À un moment donné, le Gouvernement et sa majorité ont souhaité engager l'opposition dans un rapport de force, prenant l'opinion à témoin et opposant les artistes et les internautes. Sans doute était-ce pour dissimuler que le dispositif prévu par le projet de loi est d'une très grande complexité et qu'il se révèle, alinéa après alinéa, totalement inapplicable. Sans doute était-ce aussi pour dissimuler qu'il est déjà dépassé par l'évolution des techniques – qui, dans ce domaine, progressent chaque jour –, qu'il est attentatoire aux libertés publiques et qu'aucune garantie n'est prévue contre ces atteintes aux libertés. Sans doute était-ce enfin parce que le Gouvernement est absolument incapable de fournir des explications cohérentes : pour parer aux critiques de l'opposition, il fournit une explication, puis en donne une autre à l'alinéa suivant, au risque de se contredire.
La confusion s'accroît donc d'heure en heure. J'ai l'impression d'assister à une véritable Bérézina. Nous atteignons à présent le stade ultime, celui où vont s'arrêter les débats, puisque le Gouvernement et sa majorité sont littéralement muets ! Ils sont en train de se rendre doucement compte – et la nuit les aidera sans nul doute à parachever cette prise de conscience – qu'ils défendent une affaire qui les dépasse complètement, que quelqu'un, quelque part – nous voyons bien qui –, leur a demandé de soutenir, mais qu'ils sont incapables d'expliquer.

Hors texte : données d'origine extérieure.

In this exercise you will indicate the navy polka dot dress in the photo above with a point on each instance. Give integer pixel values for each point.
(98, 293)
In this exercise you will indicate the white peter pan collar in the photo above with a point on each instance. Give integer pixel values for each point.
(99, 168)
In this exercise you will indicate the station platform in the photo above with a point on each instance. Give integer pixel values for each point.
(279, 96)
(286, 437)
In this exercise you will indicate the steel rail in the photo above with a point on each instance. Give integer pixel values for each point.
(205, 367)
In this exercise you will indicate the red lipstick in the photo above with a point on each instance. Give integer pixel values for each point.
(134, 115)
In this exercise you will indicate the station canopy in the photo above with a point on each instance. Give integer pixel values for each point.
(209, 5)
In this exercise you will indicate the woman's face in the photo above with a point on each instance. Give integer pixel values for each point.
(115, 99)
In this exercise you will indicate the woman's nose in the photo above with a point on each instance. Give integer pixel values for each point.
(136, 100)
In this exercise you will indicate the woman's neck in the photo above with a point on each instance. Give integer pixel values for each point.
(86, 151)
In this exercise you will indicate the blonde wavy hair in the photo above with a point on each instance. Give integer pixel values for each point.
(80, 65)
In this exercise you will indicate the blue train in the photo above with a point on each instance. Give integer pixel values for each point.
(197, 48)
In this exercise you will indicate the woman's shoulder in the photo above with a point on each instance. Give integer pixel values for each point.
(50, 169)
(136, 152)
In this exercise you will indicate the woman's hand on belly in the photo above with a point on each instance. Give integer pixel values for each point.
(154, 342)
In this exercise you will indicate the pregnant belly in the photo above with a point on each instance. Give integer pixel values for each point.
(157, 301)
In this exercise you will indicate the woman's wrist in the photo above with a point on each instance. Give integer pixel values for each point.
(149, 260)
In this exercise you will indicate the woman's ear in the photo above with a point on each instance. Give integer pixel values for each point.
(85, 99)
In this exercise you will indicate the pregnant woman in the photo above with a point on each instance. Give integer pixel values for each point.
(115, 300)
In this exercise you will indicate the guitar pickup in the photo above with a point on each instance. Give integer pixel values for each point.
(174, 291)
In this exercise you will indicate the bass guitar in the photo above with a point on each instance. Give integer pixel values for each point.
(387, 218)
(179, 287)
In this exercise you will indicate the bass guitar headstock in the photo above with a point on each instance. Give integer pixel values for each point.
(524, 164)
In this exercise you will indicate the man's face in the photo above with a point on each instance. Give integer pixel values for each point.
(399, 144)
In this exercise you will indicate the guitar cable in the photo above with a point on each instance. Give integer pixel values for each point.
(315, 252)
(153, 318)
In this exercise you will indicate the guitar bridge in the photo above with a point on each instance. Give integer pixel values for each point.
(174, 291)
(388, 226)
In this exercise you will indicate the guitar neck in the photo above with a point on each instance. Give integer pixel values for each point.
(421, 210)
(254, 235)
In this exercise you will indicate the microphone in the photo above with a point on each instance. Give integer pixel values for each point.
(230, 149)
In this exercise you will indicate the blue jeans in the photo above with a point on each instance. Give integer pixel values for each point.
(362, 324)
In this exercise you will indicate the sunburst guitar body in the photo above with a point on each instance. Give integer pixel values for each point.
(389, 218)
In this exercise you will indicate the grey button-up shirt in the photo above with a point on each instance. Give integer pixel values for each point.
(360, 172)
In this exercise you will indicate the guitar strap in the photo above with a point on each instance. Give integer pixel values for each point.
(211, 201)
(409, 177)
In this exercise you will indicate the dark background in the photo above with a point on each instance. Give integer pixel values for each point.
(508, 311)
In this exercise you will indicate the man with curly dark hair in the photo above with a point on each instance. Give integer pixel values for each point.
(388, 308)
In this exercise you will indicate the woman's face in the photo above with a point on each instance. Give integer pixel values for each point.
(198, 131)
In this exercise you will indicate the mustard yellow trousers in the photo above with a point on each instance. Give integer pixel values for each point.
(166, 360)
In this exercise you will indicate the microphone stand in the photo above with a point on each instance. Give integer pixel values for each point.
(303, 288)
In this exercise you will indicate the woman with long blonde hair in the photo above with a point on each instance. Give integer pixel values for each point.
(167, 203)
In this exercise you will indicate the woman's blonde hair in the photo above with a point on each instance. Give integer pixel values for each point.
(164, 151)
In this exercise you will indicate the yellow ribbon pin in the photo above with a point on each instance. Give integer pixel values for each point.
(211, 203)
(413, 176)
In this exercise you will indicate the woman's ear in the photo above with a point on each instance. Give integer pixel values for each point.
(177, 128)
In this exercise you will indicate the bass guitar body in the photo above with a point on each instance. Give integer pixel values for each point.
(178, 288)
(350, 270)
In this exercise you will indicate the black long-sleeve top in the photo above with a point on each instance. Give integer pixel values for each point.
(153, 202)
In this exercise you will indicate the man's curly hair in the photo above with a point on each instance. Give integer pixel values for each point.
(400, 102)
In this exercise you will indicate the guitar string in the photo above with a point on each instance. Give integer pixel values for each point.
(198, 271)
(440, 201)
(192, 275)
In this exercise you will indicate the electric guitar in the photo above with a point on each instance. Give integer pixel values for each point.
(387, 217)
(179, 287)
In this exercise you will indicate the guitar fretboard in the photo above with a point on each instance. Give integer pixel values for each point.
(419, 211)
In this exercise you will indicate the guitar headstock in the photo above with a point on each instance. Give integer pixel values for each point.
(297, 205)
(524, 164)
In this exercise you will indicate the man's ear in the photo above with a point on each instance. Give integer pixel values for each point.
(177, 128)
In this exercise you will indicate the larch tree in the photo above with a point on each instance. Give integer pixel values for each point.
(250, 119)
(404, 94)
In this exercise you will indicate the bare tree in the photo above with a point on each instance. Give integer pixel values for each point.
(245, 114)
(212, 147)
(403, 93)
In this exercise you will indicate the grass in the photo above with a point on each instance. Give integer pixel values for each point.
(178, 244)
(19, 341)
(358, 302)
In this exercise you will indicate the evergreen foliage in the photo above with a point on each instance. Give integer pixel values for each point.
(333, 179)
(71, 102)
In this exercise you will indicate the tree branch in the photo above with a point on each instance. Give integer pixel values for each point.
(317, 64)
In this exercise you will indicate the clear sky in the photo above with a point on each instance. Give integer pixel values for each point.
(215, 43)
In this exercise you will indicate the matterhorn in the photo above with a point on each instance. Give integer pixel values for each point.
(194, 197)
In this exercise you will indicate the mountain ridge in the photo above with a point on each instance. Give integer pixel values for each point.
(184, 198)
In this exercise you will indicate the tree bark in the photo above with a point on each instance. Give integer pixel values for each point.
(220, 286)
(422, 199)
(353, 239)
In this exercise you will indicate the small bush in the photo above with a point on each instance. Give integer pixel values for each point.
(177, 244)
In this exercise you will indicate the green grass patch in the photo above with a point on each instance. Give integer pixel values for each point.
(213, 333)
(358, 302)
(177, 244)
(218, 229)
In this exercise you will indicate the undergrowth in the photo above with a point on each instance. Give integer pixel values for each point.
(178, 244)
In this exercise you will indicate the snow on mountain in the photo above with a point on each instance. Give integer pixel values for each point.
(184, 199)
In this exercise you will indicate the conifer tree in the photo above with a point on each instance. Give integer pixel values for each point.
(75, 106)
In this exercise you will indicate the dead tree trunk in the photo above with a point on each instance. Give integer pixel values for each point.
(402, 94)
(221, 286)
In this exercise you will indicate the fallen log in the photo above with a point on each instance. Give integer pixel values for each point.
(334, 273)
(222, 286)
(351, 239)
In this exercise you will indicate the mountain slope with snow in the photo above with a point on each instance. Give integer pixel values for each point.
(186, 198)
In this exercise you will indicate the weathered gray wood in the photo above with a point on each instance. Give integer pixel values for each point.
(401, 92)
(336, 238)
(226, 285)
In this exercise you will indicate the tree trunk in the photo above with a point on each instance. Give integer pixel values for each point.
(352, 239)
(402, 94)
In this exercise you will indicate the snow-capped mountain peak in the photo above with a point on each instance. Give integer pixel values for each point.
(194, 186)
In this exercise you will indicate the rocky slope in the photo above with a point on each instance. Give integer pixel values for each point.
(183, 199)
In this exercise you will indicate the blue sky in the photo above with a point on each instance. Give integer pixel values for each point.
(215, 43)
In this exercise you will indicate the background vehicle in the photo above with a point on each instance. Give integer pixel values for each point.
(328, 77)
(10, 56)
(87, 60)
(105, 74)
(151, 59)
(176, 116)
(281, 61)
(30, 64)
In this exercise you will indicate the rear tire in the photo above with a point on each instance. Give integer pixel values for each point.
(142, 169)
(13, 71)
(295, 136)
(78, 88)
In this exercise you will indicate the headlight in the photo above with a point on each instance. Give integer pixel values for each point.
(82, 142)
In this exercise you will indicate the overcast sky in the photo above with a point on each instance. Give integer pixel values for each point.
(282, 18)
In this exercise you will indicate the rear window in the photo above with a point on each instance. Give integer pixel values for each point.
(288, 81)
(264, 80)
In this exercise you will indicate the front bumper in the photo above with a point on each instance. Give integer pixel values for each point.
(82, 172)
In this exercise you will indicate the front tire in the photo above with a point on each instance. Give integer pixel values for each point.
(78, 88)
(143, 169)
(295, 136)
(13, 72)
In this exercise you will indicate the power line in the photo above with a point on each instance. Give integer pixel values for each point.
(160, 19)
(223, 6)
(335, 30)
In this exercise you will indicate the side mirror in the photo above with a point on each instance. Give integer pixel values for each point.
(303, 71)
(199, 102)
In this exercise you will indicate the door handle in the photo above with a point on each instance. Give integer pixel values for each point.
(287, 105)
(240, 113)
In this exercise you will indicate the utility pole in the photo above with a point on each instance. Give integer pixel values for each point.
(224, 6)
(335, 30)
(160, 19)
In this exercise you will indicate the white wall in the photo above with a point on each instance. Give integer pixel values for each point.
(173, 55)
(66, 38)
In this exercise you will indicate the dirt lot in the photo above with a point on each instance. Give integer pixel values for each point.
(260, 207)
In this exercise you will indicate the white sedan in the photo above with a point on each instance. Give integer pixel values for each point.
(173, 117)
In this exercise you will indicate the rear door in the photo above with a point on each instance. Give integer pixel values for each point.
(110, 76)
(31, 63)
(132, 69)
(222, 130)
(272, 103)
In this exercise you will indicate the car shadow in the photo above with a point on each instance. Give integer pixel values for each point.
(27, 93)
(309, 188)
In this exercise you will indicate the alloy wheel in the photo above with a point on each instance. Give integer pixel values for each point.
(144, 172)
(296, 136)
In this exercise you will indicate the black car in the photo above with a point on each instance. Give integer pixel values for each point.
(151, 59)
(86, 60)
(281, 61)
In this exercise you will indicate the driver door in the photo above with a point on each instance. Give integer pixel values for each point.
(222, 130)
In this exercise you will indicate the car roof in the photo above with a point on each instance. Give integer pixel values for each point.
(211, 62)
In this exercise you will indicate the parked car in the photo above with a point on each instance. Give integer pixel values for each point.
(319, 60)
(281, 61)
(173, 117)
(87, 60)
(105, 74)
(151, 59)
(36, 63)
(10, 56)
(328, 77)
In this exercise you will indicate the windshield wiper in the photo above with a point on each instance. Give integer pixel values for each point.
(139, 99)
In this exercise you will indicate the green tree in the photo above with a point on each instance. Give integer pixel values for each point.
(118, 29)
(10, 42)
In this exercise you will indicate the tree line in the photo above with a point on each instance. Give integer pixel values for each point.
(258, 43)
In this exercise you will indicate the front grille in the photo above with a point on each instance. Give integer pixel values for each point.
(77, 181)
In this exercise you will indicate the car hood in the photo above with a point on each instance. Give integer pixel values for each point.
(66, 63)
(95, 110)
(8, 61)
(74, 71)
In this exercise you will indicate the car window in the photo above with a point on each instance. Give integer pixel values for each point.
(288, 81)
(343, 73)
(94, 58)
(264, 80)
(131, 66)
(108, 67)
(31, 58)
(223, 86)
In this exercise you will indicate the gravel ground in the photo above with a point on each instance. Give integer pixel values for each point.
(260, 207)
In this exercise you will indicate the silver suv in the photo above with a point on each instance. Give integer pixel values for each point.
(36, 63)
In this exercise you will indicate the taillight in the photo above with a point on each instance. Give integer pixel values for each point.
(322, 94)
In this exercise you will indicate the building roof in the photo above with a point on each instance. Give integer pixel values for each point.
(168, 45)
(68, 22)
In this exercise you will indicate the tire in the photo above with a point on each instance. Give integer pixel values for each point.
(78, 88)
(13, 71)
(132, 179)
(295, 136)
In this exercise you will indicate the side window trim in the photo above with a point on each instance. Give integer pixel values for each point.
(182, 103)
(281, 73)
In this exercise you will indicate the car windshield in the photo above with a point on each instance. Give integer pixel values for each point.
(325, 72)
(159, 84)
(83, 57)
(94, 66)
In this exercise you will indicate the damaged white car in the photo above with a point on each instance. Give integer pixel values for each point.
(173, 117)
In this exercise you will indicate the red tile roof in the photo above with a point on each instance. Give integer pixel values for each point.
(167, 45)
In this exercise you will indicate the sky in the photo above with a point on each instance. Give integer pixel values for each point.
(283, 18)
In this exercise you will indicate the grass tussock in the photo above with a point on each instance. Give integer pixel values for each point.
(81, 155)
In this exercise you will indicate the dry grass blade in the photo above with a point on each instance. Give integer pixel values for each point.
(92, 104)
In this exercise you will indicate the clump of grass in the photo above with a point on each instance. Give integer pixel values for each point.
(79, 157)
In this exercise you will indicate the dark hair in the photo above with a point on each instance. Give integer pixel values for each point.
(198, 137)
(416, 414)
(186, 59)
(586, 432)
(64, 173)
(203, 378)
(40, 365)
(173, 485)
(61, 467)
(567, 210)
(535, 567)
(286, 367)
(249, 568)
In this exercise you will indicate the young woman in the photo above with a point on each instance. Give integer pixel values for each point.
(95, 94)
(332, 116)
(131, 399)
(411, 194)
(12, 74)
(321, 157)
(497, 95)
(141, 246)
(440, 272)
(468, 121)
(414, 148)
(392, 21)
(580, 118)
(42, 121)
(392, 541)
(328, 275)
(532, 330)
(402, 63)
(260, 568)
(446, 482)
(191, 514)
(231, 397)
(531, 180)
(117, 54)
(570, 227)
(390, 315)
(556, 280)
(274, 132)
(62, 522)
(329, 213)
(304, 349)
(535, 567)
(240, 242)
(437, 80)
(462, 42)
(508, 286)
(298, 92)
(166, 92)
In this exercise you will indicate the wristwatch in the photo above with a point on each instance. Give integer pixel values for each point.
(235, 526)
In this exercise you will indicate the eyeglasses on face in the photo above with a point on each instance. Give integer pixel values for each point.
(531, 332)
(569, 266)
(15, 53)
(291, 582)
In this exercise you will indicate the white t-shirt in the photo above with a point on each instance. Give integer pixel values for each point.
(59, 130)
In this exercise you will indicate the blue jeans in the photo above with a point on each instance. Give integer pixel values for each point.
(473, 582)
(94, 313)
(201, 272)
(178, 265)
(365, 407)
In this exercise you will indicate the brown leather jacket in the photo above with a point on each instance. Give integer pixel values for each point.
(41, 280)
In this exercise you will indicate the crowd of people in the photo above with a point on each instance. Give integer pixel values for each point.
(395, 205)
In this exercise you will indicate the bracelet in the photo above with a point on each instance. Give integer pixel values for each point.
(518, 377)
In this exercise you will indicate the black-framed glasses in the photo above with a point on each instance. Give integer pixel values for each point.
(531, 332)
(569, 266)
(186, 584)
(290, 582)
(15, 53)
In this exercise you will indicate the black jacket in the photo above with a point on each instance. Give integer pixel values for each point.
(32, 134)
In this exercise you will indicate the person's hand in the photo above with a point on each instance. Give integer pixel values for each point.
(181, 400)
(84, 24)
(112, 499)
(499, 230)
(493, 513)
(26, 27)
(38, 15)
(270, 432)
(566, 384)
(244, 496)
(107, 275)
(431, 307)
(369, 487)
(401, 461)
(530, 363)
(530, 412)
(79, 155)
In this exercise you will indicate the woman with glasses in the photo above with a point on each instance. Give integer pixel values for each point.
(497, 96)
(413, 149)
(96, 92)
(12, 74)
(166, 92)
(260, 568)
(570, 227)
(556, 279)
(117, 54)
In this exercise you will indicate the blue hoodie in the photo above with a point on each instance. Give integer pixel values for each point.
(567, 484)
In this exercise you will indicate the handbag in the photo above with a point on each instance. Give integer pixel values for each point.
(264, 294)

Il serait donc sage, monsieur le président, de donner à cette majorité le temps du repos nécessaire pour qu'elle admette qu'il lui faut abandonner la défense d'un texte inutile, stupide, dangereux, totalement inapplicable, et qui ne manquera pas de ternir l'image du Gouvernement dans l'opinion – ce dont nous nous soucions beaucoup. (Exclamations sur les bancs du groupe UMP.)